Tahap 11 adalah tahap kesedihan dimana investor menjual semua sahamnya dan berniat tidak akan pernah beli saham lagi.
Tahap 12 adalah tahap depresi dimana investor merasa begitu bodoh.
Tahap 13 adalah tahap harapan, dimana investor mulai menyadari bahwa pasar sudah mulai balik arah menguat sehingga membuat investor kembali mencari saham yang cocok untuk dibeli.
Tahap 14 adalah tahap lega dimana investor kembali mendapat untung. Kepercayaan investor terhadap pasar mulai kembali terbangun pada tahap ini yang ditandai dengan pembelian kembali saham-saham untuk investasi di masa depan.
Lalu pelajaran apa yang bisa ditarik dari tahapan-tahapan emosional investor tersebut? Tiap investor pasti mengikuti siklus emosional di atas dalam membuat keputusan investasinya. Dengan demikian mestinya ada yang bisa dimanfaatkan dari tahapan-tahapan emosional investor tersebut. Warren Buffet pernah memberi nasihat yang sangat terkenal di kalangan investor: be fearful when others are greedy and greedy when others are fearful (takutlah ketika orang lain serakah, dan serakahlah ketika orang lain takut). Apa yang dinasihatkan oleh WB tersebut dikenal dengan strategi kontrarian, yaitu strategi mengambil tindakan yang berlawanan dari kebanyakan orang.
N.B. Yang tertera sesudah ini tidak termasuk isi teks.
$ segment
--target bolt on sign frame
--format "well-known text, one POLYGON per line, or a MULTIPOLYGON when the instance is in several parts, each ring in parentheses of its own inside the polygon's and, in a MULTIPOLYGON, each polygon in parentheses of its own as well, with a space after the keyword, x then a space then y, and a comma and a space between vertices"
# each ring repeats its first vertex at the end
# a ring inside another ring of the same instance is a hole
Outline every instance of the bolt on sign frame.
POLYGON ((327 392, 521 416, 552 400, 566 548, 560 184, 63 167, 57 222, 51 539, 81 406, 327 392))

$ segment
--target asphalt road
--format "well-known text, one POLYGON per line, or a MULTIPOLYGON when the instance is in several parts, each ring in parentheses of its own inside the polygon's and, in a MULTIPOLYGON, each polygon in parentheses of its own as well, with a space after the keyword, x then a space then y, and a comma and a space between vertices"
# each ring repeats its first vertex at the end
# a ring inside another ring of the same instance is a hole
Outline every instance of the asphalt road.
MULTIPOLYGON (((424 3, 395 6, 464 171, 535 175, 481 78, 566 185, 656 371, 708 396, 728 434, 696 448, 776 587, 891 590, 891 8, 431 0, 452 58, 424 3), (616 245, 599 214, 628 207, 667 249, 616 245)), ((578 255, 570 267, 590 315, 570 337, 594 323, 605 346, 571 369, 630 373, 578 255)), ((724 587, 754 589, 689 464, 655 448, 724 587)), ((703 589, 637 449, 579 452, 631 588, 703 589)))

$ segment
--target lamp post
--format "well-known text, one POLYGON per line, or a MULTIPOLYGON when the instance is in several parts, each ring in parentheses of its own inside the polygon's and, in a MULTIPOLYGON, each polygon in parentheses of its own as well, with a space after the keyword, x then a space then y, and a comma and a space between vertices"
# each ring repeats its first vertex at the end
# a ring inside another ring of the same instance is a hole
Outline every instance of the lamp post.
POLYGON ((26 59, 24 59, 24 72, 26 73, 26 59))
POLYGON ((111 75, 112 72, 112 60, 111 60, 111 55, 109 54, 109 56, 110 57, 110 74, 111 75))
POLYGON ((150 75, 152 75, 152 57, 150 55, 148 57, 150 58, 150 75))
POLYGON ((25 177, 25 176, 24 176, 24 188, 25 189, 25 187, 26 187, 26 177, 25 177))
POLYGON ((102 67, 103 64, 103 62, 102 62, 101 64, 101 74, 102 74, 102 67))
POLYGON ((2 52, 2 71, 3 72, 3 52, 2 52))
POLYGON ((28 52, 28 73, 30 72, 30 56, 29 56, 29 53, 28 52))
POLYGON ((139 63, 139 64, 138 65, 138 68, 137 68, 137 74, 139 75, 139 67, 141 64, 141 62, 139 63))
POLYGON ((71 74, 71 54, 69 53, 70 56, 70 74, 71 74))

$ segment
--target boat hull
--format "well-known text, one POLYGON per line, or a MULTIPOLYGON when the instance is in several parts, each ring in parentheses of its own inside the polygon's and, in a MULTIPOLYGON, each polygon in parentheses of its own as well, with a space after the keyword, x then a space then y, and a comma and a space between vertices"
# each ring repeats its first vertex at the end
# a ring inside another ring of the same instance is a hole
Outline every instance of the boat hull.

Jadi misalnya ketika kebanyakan orang lain beli saham ABCD, maka tindakan investor dengan strategi kontrarian justeru menghindari saham ABCD tersebut, begitu pula sebaliknya.
Strategi kontrarian ini mengajarkan kita untuk selalu mencari saham yang harganya murah atau jatuh karena sedang dihindari orang, dan sebaliknya menghindari saham yang harganya mahal atau lagi naik tinggi karena sedang diburu orang, atau dengan kata lain: belilah dari orang yang pesimis dan juallah kepada orang yang optimis. Namun demikian tetap perlu diperhatikan saham yang harus dipilih, yaitu saham yang memang aktif diperdagangkan setiap hari, bukan saham tidur. Selain itu saham yang dipilih haruslah saham dari perusahaan yang bisnisnya jelas dan mudah dipahami. Itu semua demi menyelamatkan uang kita jangan sampai uang kita nyangkut pada saham yang tidur atau saham yang nggak jelas bisnis perusahaannya. Nah selamat mencari cuan dari memanfaatkan kondisi emosi orang lain.
Penulis adalah Kepala Laboratorium Investasi dan Pasar Modal serta dosen pada Departemen Akuntansi Fakultas Ekonomi dan Bisnis – Universitas Brawijaya.